After Japan, Now The UK’s Economy Has Slipped In To Technical Recession


The recession is expected will be short lived with recovery expected in CY24, with inflation likely to moderate


Jahnavi Prabhakar,

Economist,

Bank of Baroda 

Mumbai, February 16, 2024: Softer than expected retail sales print in the US has fuelled bets of dovish outlook by Fed. As per the CME Fed watch tool, odds of rate cut in May’24 jumped up to 40%, for Jun’24 they were around 80%. On the other hand, fall in weekly jobless claims signalled strength in labour market. Investors will await PPI report for more cues. Separately, after Japan, now the UK’s economy has slipped in to technical recession. The economy shrank by 0.3% for Q4CY23 on a quarterly basis compared with contraction of (-) 0.1% in the Q3CY23. This was led by broad based decline across the sectors, services (-0.2%), production (-1%) and construction (-1.3%). Furthermore, weakness in labour market and persistently high inflation added to the contraction. However, analyst expect the recession will be short lived with recovery expected in CY24, with inflation likely to moderate.

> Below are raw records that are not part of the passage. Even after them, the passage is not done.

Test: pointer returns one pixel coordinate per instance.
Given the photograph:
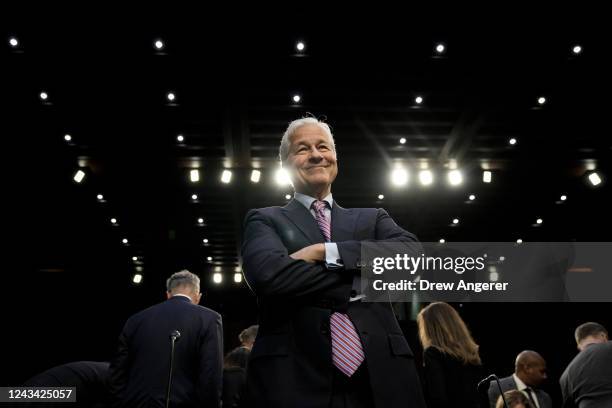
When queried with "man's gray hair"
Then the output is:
(283, 151)
(182, 279)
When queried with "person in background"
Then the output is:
(140, 369)
(248, 335)
(451, 361)
(234, 377)
(514, 399)
(529, 374)
(587, 380)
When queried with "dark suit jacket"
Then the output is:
(290, 364)
(449, 382)
(139, 372)
(89, 377)
(587, 380)
(507, 384)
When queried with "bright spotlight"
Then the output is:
(282, 177)
(194, 175)
(399, 177)
(595, 179)
(226, 176)
(79, 176)
(425, 177)
(455, 177)
(255, 176)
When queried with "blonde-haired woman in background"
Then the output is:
(451, 361)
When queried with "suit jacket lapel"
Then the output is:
(304, 221)
(343, 223)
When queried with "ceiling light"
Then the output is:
(226, 176)
(399, 177)
(255, 176)
(594, 178)
(425, 177)
(79, 176)
(282, 177)
(194, 175)
(455, 177)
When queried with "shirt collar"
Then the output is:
(520, 385)
(307, 200)
(180, 294)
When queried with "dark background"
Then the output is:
(68, 278)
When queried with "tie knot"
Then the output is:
(319, 205)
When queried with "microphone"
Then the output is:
(175, 335)
(485, 383)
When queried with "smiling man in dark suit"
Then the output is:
(319, 343)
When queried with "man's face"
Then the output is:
(311, 163)
(536, 374)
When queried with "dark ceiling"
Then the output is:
(234, 99)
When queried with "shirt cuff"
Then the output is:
(332, 256)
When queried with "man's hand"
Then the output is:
(311, 253)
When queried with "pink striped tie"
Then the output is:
(347, 352)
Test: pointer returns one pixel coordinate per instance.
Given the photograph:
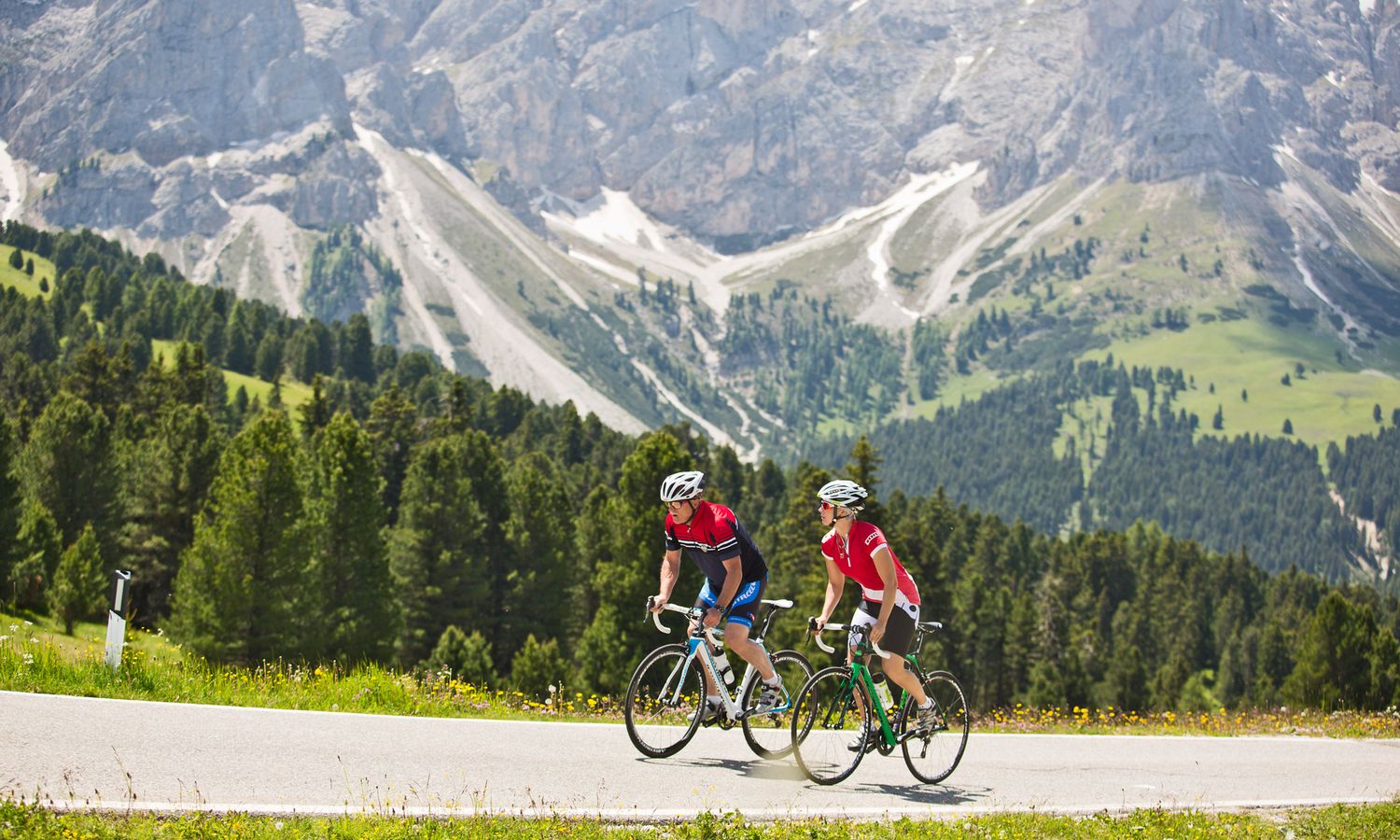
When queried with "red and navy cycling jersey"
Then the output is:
(710, 538)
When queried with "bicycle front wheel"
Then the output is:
(932, 752)
(770, 734)
(664, 702)
(833, 711)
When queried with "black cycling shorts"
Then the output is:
(899, 630)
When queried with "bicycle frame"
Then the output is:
(697, 647)
(861, 674)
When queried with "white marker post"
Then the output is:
(117, 618)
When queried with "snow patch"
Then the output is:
(903, 204)
(613, 217)
(10, 184)
(602, 265)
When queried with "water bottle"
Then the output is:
(722, 666)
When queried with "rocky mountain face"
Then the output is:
(524, 162)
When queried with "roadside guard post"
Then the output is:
(117, 618)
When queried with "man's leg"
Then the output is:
(902, 677)
(736, 637)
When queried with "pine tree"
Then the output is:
(542, 590)
(624, 556)
(8, 509)
(349, 563)
(165, 479)
(436, 551)
(467, 657)
(36, 551)
(391, 426)
(538, 666)
(862, 468)
(243, 594)
(78, 582)
(66, 467)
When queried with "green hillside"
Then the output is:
(21, 280)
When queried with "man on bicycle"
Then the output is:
(889, 598)
(735, 576)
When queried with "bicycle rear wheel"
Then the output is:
(932, 755)
(832, 708)
(664, 702)
(770, 734)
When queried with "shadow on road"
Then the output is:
(748, 767)
(921, 794)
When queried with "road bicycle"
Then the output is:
(834, 707)
(665, 697)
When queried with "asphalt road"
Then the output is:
(115, 753)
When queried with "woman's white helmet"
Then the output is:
(682, 486)
(843, 493)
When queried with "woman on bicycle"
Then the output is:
(889, 598)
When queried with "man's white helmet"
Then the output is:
(843, 493)
(682, 486)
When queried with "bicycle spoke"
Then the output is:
(828, 724)
(932, 752)
(663, 706)
(770, 734)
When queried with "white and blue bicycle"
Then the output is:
(665, 700)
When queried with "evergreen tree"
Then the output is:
(538, 666)
(243, 594)
(165, 479)
(626, 565)
(439, 549)
(542, 585)
(1333, 668)
(8, 509)
(467, 657)
(862, 468)
(38, 549)
(392, 428)
(349, 563)
(78, 582)
(66, 467)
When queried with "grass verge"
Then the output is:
(36, 657)
(31, 822)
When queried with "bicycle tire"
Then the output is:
(938, 752)
(658, 725)
(828, 716)
(763, 731)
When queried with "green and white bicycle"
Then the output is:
(665, 699)
(836, 722)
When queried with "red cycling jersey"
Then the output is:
(854, 557)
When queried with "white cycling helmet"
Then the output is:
(682, 486)
(843, 493)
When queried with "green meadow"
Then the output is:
(1245, 361)
(19, 279)
(293, 394)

  • Global indices closed higher. US indices ended in green as hopes of a possible rate cut by Fed resurfaced after disappointing retail sales data (-0.8% from +0.4% in Dec’23). Nikkei surged by 1.2% and is on course to record an all-time high. Sensex (0.3%) continued to advance supported by gains in oil & gas and power stocks. It is trading higher today, in line with other Asian stocks.
  • Except INR, other major currencies closed higher against the dollar, with EUR and JPY gaining the most. DXY fell by 0.4%, dragged by drop in treasury yields. INR ended flat, despite increase in international oil prices. It is trading a tad higher today, in line with other Asian currencies.

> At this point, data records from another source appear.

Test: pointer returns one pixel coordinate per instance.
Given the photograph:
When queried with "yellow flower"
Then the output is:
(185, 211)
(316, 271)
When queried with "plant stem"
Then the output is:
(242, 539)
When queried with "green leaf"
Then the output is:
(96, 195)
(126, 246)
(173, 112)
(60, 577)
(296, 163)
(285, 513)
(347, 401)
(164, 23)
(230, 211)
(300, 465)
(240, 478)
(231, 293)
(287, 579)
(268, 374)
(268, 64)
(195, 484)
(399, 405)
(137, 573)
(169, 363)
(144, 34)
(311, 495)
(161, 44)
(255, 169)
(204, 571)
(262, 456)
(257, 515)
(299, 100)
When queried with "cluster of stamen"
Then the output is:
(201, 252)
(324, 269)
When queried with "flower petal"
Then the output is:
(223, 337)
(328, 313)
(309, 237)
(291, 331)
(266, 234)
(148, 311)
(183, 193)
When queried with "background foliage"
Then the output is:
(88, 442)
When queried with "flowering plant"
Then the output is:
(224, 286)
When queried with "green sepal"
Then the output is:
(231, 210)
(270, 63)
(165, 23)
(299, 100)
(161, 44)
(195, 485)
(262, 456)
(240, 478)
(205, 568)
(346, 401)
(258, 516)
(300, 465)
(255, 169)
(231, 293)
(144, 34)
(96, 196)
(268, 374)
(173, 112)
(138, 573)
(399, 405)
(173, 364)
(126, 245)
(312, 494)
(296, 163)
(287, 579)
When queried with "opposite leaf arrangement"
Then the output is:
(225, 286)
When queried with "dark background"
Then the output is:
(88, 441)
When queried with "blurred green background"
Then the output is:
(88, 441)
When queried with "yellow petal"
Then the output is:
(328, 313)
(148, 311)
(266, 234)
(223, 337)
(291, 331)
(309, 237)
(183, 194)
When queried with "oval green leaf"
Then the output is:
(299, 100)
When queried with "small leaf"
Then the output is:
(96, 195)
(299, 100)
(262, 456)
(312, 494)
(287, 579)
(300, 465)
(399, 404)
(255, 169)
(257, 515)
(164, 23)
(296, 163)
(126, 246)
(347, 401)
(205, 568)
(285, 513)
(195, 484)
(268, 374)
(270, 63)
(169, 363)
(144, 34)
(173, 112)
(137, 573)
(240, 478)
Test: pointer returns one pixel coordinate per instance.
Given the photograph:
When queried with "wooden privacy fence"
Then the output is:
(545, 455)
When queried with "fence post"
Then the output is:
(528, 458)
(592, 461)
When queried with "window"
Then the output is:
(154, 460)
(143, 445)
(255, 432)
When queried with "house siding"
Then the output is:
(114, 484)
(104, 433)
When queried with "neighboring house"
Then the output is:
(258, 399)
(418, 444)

Global 10Y yields ended mixed. 10Y yields in US, Japan and India fell, while

they were up in UK and Germany. With sharper than expected decline in US

retail sales, hopes of rate cut by Fed in Jun’24 have firmed up. India’s 10Y yield

fell by 2bps, even as oil prices rose. Following global cues, it is trading further

lower today at 7.08%.

(The views expressed in this research note are personal views of the author(s) and do not necessarily reflect the views of Bank of Baroda. Nothing contained in this publication shall constitute or be deemed to constitute an offer to sell/ purchase or as an invitation or solicitation to do so for any securities of any entity.)